WHG strangle payoff curve

Modeled P&L at expiration across a range of underlying prices for the strangle on WHG. Each row is one sampled price point from the computed payoff curve; the full curve uses 200 price points internally before being summarized into 10 rows here.

When traders use strangle on WHG

Strangles on WHG are the cheaper cousin of the straddle - traders use them when they want a large directional move but are willing to give up the inner-strike sensitivity in exchange for a lower up-front debit on the WHG chain.

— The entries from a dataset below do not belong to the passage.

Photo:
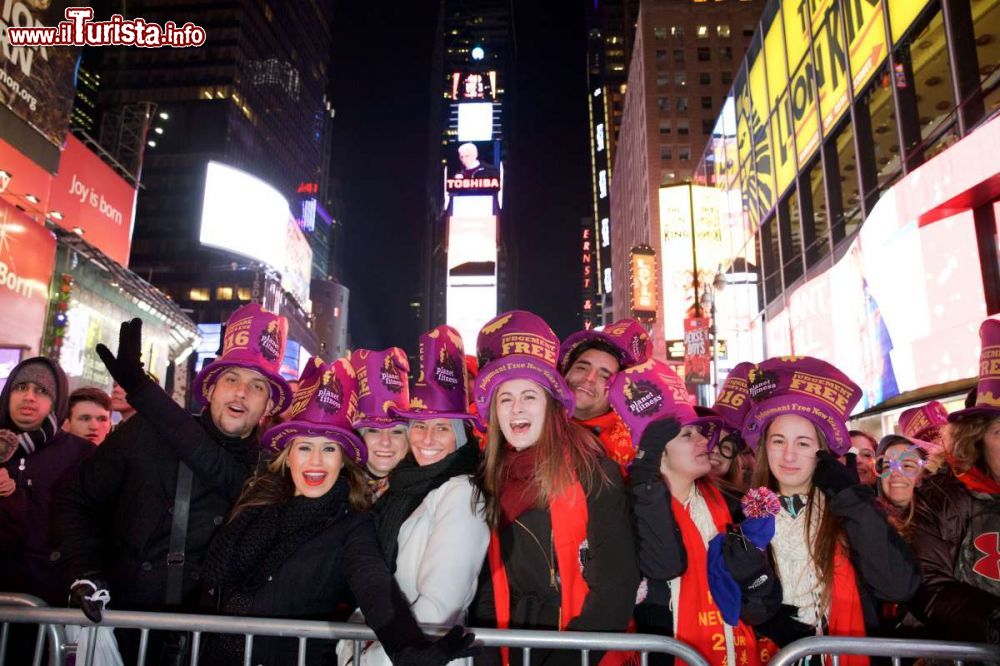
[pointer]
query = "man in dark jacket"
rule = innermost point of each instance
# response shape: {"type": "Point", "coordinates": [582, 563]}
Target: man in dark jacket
{"type": "Point", "coordinates": [121, 523]}
{"type": "Point", "coordinates": [32, 404]}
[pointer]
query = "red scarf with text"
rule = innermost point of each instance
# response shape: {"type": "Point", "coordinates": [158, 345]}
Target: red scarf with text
{"type": "Point", "coordinates": [699, 621]}
{"type": "Point", "coordinates": [569, 516]}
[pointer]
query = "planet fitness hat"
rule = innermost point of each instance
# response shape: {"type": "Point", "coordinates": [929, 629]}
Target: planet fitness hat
{"type": "Point", "coordinates": [627, 336]}
{"type": "Point", "coordinates": [324, 406]}
{"type": "Point", "coordinates": [733, 401]}
{"type": "Point", "coordinates": [439, 392]}
{"type": "Point", "coordinates": [988, 388]}
{"type": "Point", "coordinates": [652, 391]}
{"type": "Point", "coordinates": [518, 345]}
{"type": "Point", "coordinates": [255, 339]}
{"type": "Point", "coordinates": [806, 387]}
{"type": "Point", "coordinates": [924, 422]}
{"type": "Point", "coordinates": [383, 383]}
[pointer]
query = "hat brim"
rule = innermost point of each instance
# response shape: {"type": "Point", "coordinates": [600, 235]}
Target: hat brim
{"type": "Point", "coordinates": [281, 392]}
{"type": "Point", "coordinates": [281, 435]}
{"type": "Point", "coordinates": [520, 366]}
{"type": "Point", "coordinates": [977, 410]}
{"type": "Point", "coordinates": [761, 415]}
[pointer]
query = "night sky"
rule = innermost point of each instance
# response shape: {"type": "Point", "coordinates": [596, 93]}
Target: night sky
{"type": "Point", "coordinates": [381, 80]}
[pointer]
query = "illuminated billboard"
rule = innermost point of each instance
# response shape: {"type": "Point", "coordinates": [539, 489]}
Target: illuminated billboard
{"type": "Point", "coordinates": [244, 215]}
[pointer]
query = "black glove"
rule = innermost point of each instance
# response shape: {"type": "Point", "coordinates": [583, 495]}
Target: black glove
{"type": "Point", "coordinates": [746, 563]}
{"type": "Point", "coordinates": [84, 595]}
{"type": "Point", "coordinates": [456, 644]}
{"type": "Point", "coordinates": [646, 464]}
{"type": "Point", "coordinates": [784, 627]}
{"type": "Point", "coordinates": [126, 369]}
{"type": "Point", "coordinates": [831, 476]}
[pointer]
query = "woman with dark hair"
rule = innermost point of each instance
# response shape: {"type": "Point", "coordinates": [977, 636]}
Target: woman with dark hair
{"type": "Point", "coordinates": [561, 550]}
{"type": "Point", "coordinates": [430, 521]}
{"type": "Point", "coordinates": [835, 553]}
{"type": "Point", "coordinates": [299, 543]}
{"type": "Point", "coordinates": [957, 516]}
{"type": "Point", "coordinates": [679, 511]}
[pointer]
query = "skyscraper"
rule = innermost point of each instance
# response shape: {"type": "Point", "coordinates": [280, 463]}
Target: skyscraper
{"type": "Point", "coordinates": [466, 271]}
{"type": "Point", "coordinates": [253, 98]}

WHG thesis for this strangle

The market-implied 1-standard-deviation range for WHG extends from approximately $12.67 on the downside to $19.51 on the upside. A WHG long strangle is the OTM cousin of the straddle: lower up-front cost but the underlying has to travel further past either OTM strike before the position turns profitable at expiration. Current WHG IV rank near 20.31% sits in the lower third of its 1-year distribution, where IV often re-expands toward the mean; this favors premium-buying structures and disadvantages premium-selling structures on WHG at 74.10%. As a Financial Services name, WHG options can move on sector-level news flow (peer earnings, regulatory updates, industry-specific macro data) in addition to WHG-specific events.

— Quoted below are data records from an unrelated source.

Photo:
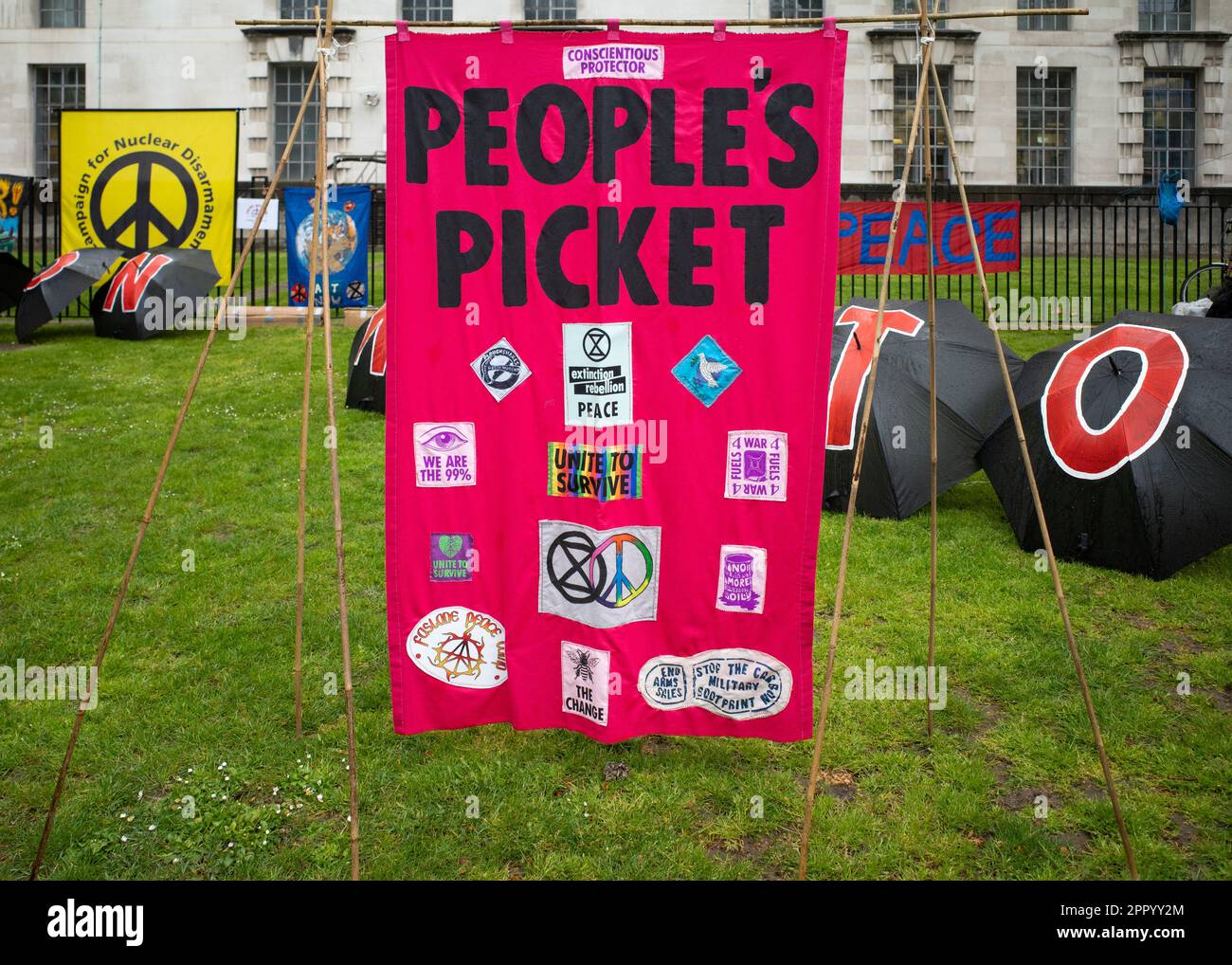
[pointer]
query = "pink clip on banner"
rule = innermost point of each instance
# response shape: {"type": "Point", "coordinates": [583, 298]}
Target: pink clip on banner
{"type": "Point", "coordinates": [610, 290]}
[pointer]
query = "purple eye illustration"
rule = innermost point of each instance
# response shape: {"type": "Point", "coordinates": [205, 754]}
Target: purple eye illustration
{"type": "Point", "coordinates": [443, 438]}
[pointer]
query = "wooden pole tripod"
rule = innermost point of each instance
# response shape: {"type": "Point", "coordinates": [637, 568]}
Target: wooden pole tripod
{"type": "Point", "coordinates": [928, 77]}
{"type": "Point", "coordinates": [320, 254]}
{"type": "Point", "coordinates": [161, 475]}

WHG strangle positions are structurally neutral / high-volatility (long premium, OTM); the modeled P&L assumes European-style exercise at expiration and ignores early assignment, transaction costs, dividends paid before expiry on the stock leg (when present), and the bid-ask spread on the listed chain. WHG positions also carry Financial Services sector concentration risk; news flow inside the sector (peer earnings, regulatory shifts, supply-chain headlines) can move WHG alongside the broader basket even when WHG-specific fundamentals are unchanged. Always rebuild the position from current WHG chain quotes before placing a trade.

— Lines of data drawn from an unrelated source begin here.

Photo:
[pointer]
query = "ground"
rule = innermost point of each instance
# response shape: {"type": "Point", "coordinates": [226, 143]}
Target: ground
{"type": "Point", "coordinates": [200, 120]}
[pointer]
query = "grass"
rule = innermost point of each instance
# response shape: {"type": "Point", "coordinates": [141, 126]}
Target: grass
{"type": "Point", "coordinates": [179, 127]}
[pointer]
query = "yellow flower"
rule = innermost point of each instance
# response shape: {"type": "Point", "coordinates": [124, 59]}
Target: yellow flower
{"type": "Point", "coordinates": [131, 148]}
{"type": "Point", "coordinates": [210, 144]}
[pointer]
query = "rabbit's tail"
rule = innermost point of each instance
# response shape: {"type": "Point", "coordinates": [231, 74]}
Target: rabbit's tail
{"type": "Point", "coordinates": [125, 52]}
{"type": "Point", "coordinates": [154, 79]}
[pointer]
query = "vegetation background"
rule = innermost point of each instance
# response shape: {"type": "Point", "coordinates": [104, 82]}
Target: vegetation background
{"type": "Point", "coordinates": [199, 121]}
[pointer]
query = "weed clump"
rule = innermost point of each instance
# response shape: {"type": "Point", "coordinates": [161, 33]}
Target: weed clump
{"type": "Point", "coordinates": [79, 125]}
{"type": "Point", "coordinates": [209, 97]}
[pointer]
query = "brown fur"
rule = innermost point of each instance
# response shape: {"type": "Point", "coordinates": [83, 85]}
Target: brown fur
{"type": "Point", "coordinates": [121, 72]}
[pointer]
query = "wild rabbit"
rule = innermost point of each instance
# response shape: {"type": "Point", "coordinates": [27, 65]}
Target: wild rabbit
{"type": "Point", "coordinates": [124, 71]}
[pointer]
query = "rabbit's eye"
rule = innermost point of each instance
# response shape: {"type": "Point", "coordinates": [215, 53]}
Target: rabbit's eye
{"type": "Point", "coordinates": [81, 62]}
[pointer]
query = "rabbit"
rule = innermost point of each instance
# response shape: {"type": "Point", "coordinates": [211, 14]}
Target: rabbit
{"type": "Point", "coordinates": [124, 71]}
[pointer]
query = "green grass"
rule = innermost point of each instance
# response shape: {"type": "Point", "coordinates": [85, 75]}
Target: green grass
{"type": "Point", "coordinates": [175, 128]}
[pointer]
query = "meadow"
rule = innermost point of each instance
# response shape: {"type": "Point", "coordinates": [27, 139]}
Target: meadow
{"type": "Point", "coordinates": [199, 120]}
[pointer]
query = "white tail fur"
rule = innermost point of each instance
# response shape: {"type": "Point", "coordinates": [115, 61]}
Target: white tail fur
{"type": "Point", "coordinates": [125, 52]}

Frequently asked questions

What is a strangle on WHG?
A strangle on WHG is the strangle strategy applied to WHG (stock). The strategy is structurally neutral / high-volatility (long premium, OTM): A long strangle buys an OTM call and an OTM put at offset strikes, cheaper than a straddle but requiring a larger underlying move to profit since both wings start out-of-the-money. With WHG stock trading near $16.09, the strikes shown on this page are snapped to the nearest listed WHG chain strike and the premiums come straight from the end-of-day bid/ask midpoint.
How are WHG strangle max profit and max loss calculated?
Upside max profit is unbounded; downside max profit is bounded at the put strike minus the combined debit (reached at zero). Max loss equals the combined debit times 100 (reached anywhere between the two OTM strikes). Two breakevens at call-strike plus debit and put-strike minus debit. For the WHG strangle priced from the end-of-day chain at a 30-day expiry (ATM IV 74.10%), the computed maximum profit is unbounded per contract and the computed maximum loss is unbounded per contract. Live intraday quotes will differ as the chain moves through the trading session.
What is the breakeven for a WHG strangle?
The breakeven for the WHG strangle priced on this page is no defined breakeven on the modeled curve at expiration, derived from end-of-day chain premiums. Breakeven is the underlying price at which the strategy's P&L crosses zero ignoring transaction costs and assignment risk. The current WHG market-implied 1-standard-deviation expected move is approximately 21.24%; if the move sits well outside the breakeven distance, the structure's risk-reward becomes correspondingly tighter.
When should you consider a strangle on WHG?
Strangles on WHG are the cheaper cousin of the straddle - traders use them when they want a large directional move but are willing to give up the inner-strike sensitivity in exchange for a lower up-front debit on the WHG chain.
How does current WHG implied volatility affect this strangle?
WHG ATM IV is at 74.10% with IV rank near 20.31%, which is on the low end of its 1-year range. Premium-buying structures (long call, long put, debit spreads) are relatively cheap in this regime; premium-selling structures collect less credit per unit risk.